3) I believe that if America were to open drilling everywhere in the country, allow American companies to buy the resources from the Government and sell them to the world, the price at the pump would seriously slacken. We would probably not see $0.87/gallon prices again, but realistically, I think the price of oil could drop to $65/barrel and the pump prices to $2.15/gallon. The trick here is to have energy companies pay the government (city, state, federal) XX% based on their production. The resources belong too the people, not too the government, therefore, the tax would go to offset income taxes and restore the deficit (which has never been zero in any of our lifetimes.)
4) In regards to the strength of American currency, the US Dollar is strong compared to the currency of many nations. It may or may not be stronger than the Canadian Dollar or the British Pound or the Euro. That’s not what I was attempting to say anyway. But it is strong enough that everyone on the planet knows that the dollar will be worth a dollar for as long as anyone can realistically imagine. The same could be said for the Euro, maybe even the British Pound or the Canadian Dollar (though I believe the Canadian Dollar fluctuates more often than the US Dollar has in the past century.)
5) Yes, companies are assets in many mutual funds and personal stocks. It’s called gambling. You are not guarenteed a return in the stock market. If you buy into a company and their leadership destroys the company making bad loans, or bad products or whatever, then you lose. That company should not, in my mind, be bought by the tax payers just to save you from your poor decisions.
It’s like I’ve been saying to Switch for years now. He’s lamented the fact that he’s lost a lot of money in the market. Personally, I’ve been making money left and right, except the past two weeks (and even then, with the ultra volatile nature of the market lately, I’m only down pennies on the dollar, perhaps 2 or 3%.)
Now, if I have done my homework, used the brain God gave me and made the right investments so I don’t lose my money, why should I be punished by bailing out those who did not use the brains they were given or did not do their homework or worse, relied on others only to tell them what to buy?
Should my neighbor across the street be able to walk up to me and say: “Hey, you earned $40 today, but my boss stiffed me. Give me $20 of what you earned.” Is that the society we want to live under?

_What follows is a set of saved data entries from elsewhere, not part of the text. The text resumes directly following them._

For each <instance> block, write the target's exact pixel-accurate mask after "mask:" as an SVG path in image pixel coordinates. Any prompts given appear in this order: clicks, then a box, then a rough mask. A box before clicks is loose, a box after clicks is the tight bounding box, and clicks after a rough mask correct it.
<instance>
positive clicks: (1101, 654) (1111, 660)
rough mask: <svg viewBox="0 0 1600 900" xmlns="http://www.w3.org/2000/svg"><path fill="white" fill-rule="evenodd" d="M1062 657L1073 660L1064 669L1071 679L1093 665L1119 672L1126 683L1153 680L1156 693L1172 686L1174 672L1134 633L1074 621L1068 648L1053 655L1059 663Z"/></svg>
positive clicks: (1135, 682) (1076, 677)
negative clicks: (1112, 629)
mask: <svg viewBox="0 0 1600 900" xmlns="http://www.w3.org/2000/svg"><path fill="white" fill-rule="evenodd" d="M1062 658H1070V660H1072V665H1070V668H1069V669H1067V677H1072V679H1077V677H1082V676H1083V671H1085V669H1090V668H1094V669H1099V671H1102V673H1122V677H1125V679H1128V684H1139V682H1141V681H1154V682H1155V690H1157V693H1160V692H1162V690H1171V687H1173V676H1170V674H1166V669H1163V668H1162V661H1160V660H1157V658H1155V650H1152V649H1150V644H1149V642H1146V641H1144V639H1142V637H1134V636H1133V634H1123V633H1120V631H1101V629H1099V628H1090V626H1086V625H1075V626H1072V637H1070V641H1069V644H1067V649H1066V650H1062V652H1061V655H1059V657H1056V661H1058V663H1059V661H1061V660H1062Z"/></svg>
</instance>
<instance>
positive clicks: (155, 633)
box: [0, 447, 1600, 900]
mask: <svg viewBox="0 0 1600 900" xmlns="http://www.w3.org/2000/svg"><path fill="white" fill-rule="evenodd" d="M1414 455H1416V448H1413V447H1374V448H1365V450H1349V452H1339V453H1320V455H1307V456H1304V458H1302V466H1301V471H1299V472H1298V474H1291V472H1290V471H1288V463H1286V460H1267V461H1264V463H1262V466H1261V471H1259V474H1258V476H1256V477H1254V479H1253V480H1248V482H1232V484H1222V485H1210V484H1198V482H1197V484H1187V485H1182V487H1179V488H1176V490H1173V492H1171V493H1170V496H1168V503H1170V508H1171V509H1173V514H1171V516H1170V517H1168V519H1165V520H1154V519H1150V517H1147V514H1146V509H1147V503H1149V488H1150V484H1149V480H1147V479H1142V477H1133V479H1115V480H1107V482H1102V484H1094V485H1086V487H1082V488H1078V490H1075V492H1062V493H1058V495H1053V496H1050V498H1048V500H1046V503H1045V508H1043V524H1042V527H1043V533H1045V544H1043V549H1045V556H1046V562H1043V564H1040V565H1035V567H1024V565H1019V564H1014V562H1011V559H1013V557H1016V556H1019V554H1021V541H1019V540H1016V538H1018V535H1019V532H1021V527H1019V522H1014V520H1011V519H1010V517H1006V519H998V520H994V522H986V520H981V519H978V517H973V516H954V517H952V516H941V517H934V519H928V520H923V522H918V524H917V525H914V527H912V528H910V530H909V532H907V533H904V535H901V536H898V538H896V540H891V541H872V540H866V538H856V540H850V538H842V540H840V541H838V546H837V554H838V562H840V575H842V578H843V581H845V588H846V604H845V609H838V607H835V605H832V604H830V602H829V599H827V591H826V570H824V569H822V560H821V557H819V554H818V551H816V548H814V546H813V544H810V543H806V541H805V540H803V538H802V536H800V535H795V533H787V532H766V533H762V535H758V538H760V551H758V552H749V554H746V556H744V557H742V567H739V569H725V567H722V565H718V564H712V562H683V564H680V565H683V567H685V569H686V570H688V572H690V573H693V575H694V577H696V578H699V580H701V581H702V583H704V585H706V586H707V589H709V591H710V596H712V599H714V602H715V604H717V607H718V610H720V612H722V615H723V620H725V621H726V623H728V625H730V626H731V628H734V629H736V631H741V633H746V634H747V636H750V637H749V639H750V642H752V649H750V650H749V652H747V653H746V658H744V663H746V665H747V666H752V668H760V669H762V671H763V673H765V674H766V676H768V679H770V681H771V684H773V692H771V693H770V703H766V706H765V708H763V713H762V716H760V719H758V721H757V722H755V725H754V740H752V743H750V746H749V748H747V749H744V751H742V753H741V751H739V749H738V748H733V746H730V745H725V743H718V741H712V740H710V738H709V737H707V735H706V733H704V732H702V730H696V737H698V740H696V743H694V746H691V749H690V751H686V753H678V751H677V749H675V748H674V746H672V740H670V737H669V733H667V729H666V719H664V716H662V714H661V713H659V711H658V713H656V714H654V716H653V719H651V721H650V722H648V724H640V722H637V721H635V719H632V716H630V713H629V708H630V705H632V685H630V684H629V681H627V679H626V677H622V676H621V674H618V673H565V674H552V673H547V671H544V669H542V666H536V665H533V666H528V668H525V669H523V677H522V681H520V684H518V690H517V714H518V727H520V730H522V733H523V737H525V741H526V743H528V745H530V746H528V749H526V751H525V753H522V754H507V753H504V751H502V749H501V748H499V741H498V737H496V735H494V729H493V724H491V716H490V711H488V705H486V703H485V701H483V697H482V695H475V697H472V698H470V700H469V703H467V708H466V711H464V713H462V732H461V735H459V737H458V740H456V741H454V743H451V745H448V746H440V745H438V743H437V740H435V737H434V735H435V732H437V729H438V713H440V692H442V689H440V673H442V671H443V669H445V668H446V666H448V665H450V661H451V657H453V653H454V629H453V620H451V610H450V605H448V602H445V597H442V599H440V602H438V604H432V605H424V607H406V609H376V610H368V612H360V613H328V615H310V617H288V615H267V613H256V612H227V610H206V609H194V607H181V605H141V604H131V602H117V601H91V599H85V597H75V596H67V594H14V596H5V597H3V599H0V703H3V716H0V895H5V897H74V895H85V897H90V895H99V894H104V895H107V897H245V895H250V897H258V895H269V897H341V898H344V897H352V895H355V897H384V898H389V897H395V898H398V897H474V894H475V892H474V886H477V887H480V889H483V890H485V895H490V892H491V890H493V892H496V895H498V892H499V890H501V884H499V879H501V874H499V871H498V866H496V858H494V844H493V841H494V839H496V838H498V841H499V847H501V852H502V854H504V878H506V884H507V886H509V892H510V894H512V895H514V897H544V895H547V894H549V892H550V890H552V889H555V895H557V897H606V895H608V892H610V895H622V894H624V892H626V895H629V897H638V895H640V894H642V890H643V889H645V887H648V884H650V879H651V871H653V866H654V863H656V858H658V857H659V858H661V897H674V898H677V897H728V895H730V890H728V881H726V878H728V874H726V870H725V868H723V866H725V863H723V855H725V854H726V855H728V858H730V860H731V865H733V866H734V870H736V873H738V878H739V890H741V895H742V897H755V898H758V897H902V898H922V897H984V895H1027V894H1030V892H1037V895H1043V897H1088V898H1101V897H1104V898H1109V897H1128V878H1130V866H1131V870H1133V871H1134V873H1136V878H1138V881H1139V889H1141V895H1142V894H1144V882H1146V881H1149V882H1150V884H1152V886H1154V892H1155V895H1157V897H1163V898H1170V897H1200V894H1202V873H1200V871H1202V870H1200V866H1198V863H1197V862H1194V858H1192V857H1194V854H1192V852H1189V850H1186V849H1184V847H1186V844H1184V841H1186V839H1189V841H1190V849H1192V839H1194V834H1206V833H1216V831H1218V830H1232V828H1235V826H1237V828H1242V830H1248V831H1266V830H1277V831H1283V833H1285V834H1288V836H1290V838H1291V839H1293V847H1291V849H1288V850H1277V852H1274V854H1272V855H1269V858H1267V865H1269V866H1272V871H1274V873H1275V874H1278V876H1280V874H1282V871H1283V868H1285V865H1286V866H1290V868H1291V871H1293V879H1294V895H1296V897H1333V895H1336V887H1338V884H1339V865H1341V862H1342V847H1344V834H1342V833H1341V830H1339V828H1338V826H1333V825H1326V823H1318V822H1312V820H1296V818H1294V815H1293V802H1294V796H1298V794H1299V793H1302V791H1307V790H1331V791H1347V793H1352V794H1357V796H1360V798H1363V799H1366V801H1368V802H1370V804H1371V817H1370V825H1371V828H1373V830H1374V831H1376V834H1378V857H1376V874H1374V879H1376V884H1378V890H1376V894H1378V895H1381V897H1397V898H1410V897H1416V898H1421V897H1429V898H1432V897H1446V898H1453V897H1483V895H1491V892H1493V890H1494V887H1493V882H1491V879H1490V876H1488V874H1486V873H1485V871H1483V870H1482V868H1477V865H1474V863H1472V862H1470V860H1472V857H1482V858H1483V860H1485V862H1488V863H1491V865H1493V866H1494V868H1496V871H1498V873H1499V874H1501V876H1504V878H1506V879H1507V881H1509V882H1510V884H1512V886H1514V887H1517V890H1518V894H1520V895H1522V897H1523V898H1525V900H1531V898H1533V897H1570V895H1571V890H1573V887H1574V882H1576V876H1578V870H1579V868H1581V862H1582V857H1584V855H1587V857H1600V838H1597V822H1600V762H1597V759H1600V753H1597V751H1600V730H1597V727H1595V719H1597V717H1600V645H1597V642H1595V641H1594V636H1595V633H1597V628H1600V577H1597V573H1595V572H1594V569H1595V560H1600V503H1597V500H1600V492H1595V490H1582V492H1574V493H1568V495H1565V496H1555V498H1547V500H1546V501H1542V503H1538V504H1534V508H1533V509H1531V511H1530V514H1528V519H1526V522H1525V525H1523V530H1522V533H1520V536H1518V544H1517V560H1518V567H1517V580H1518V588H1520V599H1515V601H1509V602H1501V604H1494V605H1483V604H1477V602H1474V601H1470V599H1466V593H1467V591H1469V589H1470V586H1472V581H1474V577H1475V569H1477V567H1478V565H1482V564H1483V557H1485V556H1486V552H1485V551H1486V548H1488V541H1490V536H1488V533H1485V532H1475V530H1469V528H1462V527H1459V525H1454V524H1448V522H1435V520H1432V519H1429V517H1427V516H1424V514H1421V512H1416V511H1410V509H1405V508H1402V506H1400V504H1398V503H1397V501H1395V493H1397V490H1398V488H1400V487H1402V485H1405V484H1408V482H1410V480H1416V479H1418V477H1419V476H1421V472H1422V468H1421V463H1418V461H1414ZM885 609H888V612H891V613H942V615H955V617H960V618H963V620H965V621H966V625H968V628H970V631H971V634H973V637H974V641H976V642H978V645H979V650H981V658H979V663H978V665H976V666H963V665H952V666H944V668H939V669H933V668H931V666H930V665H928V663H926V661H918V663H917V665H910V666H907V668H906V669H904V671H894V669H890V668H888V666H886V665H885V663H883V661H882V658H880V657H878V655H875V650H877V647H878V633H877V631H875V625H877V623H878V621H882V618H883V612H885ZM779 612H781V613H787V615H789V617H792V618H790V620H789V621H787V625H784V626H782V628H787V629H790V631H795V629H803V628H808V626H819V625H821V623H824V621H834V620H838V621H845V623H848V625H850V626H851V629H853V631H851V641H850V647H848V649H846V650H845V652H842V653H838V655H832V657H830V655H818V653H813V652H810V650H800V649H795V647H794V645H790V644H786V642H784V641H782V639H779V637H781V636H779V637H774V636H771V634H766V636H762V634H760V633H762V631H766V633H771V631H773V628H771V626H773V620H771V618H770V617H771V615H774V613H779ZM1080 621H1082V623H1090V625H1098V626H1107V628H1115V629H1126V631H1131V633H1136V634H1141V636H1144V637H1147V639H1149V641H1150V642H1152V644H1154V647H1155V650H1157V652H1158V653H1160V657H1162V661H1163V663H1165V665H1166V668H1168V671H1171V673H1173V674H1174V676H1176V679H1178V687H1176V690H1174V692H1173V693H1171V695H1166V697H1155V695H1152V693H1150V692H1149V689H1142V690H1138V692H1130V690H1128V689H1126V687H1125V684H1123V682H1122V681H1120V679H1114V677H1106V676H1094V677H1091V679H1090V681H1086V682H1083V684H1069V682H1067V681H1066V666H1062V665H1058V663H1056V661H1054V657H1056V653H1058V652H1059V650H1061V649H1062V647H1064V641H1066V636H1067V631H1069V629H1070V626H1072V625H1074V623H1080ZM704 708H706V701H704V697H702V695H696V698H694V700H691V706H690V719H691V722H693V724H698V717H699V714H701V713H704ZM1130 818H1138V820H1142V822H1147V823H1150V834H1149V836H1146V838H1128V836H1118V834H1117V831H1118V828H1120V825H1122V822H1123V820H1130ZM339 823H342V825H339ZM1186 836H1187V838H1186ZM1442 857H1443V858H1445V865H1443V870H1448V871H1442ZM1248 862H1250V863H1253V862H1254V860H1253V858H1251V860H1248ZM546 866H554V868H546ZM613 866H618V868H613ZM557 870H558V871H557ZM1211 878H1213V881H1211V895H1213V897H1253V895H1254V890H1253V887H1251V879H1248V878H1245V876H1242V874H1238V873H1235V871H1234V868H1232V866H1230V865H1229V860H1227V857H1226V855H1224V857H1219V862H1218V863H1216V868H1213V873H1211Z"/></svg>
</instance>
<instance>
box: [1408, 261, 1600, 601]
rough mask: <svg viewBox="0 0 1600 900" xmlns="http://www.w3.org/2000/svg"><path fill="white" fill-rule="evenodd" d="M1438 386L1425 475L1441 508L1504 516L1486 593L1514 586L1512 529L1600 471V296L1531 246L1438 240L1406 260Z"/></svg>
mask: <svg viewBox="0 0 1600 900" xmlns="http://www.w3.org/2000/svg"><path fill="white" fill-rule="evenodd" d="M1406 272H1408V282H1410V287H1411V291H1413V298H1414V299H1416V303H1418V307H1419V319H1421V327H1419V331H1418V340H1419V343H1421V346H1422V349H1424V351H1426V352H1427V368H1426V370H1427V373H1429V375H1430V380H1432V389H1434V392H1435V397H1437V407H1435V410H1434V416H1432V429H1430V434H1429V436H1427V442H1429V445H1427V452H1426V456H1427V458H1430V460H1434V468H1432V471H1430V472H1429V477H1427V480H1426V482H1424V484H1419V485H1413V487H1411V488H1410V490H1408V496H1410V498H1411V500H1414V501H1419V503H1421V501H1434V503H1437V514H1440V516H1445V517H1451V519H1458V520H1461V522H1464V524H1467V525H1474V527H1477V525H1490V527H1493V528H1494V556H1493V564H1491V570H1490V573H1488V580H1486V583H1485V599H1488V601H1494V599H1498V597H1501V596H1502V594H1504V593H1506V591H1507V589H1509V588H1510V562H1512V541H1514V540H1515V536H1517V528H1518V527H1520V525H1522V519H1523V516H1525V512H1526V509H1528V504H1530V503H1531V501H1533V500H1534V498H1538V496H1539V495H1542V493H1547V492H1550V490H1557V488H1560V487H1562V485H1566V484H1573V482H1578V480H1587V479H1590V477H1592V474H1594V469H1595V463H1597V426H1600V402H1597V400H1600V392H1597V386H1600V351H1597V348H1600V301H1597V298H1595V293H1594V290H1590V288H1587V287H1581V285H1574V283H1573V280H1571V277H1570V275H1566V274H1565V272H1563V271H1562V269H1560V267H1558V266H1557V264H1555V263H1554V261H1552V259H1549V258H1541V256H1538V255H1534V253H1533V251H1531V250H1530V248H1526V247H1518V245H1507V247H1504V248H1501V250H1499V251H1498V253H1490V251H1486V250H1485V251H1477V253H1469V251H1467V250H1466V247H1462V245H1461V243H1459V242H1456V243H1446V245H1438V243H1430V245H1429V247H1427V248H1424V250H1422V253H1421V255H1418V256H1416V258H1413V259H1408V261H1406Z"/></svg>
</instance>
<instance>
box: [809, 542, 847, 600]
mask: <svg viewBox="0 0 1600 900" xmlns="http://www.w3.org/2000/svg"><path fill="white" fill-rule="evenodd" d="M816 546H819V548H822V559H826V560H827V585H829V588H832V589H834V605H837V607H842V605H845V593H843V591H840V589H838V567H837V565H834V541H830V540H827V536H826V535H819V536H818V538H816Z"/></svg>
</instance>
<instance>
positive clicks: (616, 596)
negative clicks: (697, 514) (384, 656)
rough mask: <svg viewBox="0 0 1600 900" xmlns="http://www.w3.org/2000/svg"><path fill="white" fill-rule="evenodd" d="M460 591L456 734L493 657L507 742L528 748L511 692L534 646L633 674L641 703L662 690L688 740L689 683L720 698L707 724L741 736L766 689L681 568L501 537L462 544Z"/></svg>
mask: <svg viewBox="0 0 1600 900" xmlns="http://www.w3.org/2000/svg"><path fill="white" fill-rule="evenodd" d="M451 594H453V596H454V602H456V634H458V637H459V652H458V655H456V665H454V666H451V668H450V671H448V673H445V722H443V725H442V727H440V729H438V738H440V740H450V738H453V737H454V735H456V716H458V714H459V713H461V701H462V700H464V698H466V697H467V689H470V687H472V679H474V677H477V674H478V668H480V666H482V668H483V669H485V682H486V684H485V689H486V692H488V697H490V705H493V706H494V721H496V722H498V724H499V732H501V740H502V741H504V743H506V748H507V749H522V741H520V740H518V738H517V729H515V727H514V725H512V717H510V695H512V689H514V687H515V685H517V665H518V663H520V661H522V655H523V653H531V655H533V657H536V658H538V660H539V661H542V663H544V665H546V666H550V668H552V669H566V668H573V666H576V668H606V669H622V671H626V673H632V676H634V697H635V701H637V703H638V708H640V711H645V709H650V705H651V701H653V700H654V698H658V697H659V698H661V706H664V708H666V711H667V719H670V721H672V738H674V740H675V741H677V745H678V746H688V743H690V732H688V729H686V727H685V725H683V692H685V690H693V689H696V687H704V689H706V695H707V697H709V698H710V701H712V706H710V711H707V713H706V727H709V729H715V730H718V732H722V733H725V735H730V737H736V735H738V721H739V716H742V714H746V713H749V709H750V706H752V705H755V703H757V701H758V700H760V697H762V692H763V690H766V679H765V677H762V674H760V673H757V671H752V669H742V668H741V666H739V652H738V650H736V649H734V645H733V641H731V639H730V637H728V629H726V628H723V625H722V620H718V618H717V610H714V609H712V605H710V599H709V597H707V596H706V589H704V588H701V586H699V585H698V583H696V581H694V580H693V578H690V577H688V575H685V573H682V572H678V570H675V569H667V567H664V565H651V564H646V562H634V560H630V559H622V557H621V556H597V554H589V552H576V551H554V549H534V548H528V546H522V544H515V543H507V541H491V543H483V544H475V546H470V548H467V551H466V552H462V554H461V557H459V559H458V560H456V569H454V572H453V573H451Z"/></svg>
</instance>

Now lets expand that microcosm to the national level. If Bank of America refrained from making risky loans because they did not want the exposure, they kept the federally required assets in reserve to cover their debts and they invested wisely, why should we punish their success by buying out Freddie Mac and Freddie Mae? Why not let those two banks go under and allow Bank of America or Citigroup or another bank buy their notes instead?
To answer your last question: Yes and Yes. It is both political and correct that the bailout would happen regardless of if an election was occurring this year. The American people are a bunch of spoiled little rich kids running home to Mommy and Daddy when they got a bloody nose in the school yard of Wall Street, and like the mollycoddles they are, they will get all the sympathy their parents can dish out and none of life’s lessons they so desperately need.